Squad leader Bauer didn’t order squad members to do anything dangerous he wasn’t willing to do himself. Bauer was killed during combat after selecting himself to perform an especially dangerous task.
It was during my most recent visit to the Trail of Remembrance at Canandaigua’s American Legion Post, three weeks before Memorial Day, that I decided to focus on “Blue Devils In Vietnam” and “Our War” for this essay.

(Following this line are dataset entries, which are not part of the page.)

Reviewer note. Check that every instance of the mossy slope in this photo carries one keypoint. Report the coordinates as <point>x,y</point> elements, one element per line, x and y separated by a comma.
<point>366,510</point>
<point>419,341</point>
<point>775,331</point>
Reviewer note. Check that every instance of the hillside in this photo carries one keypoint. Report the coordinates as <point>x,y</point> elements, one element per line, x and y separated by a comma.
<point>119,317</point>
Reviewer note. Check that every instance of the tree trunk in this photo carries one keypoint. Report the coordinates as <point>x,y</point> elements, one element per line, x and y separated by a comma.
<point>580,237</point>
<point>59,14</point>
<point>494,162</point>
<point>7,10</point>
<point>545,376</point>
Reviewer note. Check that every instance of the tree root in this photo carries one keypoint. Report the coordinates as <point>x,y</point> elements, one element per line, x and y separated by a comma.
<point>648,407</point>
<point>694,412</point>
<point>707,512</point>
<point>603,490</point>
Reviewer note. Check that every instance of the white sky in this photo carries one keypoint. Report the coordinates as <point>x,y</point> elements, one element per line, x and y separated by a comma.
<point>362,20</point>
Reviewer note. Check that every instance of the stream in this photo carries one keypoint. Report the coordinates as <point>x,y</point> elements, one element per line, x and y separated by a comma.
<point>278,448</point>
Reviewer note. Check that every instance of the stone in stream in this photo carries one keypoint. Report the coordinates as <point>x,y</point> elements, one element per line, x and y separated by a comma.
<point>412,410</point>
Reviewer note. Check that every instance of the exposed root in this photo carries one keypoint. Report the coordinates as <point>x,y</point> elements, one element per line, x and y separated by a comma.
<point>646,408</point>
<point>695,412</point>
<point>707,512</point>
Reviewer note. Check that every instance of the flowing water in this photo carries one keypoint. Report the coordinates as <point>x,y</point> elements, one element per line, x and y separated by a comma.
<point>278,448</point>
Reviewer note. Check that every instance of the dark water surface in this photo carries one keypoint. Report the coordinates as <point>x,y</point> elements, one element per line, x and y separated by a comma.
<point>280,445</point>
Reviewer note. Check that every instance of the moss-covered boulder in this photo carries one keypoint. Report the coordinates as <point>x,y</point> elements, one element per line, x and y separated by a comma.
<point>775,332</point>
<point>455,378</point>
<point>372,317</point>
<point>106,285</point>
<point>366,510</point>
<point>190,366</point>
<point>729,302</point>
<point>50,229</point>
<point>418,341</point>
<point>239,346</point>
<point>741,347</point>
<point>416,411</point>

Both books required many years of writing, planning and research, because, as “Blue Devils In Vietnam” explains, “we came home blessed with life and the ability to tell our story and to remember those who cannot.” According to Taylor “writing this detailed history did not come easy” but he wrote “Our War” to “forever keep alive the memory of their courage, struggles, and sacrifices.”
“Blue Devils In Vietnam” and “Our War” provide not only memorable perspectives about the Vietnam War and its legacy, but also help us to better appreciate the true meaning of wartime service and sacrifice by all who served honorably in all our wars – who we should remember not only on Memorial Day and Veterans Day but also throughout the year.
Joel Freedman of Canandaigua is a retired Canandaigua VA Medical Center social worker. He was written several guest essays for The Livingston County News.